There’s a question about portable holes on the OD&D forums: do you treat it as a Bag of Holding, or just a temporary hole? The question assumes in both cases that there’s an extra-dimensional space involved, as mentioned in the Greyhawk supplement.
But I thought: What if there isn’t?
I’ve written before about how I prefer a one-plane cosmology with a material world that has additional states of matter beyond solid, liquid, gas, and plasma. To maintain that, there couldn’t be any extra-dimensional spaces under my cosmology. So where does the hole part of a portable hole come from? Where do things inside the hole go when it is removed?

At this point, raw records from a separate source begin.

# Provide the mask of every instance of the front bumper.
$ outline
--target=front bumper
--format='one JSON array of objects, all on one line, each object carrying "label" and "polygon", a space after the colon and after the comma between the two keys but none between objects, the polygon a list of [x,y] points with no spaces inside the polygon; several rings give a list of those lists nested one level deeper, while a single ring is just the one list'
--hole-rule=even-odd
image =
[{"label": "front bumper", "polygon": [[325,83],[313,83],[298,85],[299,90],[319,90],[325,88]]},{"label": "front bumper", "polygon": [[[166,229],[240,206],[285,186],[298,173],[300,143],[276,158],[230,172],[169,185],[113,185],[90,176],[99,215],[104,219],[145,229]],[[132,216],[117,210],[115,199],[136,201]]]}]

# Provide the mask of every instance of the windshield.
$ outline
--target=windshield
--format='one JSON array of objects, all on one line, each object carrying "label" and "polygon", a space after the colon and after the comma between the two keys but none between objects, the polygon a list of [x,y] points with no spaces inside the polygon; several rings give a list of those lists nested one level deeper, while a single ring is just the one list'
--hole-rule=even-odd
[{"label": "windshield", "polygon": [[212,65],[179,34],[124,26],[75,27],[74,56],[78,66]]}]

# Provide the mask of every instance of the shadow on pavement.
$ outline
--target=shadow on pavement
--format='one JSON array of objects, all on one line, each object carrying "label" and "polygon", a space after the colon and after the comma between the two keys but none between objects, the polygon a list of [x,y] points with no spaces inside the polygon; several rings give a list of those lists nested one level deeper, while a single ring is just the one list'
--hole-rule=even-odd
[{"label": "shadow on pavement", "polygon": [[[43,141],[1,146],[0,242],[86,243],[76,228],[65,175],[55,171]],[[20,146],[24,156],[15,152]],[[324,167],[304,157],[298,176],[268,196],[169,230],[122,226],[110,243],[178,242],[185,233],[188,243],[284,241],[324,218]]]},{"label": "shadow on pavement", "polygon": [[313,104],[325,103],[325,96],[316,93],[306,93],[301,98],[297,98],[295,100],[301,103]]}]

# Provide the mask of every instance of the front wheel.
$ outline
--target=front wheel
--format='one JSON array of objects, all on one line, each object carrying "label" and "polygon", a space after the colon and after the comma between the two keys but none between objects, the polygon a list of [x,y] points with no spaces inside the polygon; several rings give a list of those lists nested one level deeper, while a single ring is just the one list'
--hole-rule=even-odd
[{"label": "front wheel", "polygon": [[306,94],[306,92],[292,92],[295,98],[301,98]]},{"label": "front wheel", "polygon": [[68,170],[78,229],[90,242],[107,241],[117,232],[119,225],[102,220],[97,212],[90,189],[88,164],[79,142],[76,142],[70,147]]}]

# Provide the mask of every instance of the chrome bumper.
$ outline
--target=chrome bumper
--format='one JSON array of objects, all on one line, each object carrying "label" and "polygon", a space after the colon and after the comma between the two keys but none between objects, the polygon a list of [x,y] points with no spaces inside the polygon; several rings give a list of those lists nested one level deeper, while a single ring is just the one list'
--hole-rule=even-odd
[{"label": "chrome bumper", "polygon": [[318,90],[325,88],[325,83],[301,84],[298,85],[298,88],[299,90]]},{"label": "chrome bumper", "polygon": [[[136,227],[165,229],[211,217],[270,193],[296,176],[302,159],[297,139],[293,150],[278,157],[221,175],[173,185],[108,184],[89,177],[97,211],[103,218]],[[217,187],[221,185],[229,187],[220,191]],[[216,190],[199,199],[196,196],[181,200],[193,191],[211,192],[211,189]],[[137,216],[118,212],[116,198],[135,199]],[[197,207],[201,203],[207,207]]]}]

How I interpret Portable Holes:
- Turns a ten-foot long cylinder of connected solid material into ethereal matter.
- The effect stops when it hits liquid, gas, or any other non-solid material and does not continue, even if solid matter resumes before the ten-foot range is reached.
- Objects or living beings that enter the hole at this point aren’t transformed. They are just normal objects occupying space previously filled with solid matter.
- When the hole is removed, any ethereal matter tries to return to its solid state. If something is already in the same space and can’t be pushed out, it remains ethereal until that space is no longer occupied.
This means that if someone is crawling through a Portable Hole through a stone wall when the hole is removed, they become embedded in stone. They will suffocate, if they need air to breathe. Meanwhile, there’s an ethereal stone duplicate of them occupying the same position. When they are removed from that position, the stone reappears. If the surrounding stone is no longer there, you wind up with a statue of a crawling person.
There are some other weird situations that could happen, but the general principle is that two solid objects or two ethereal objects can’t occupy the same space at the same time, but a solid object and an ethereal object can occupy the same space.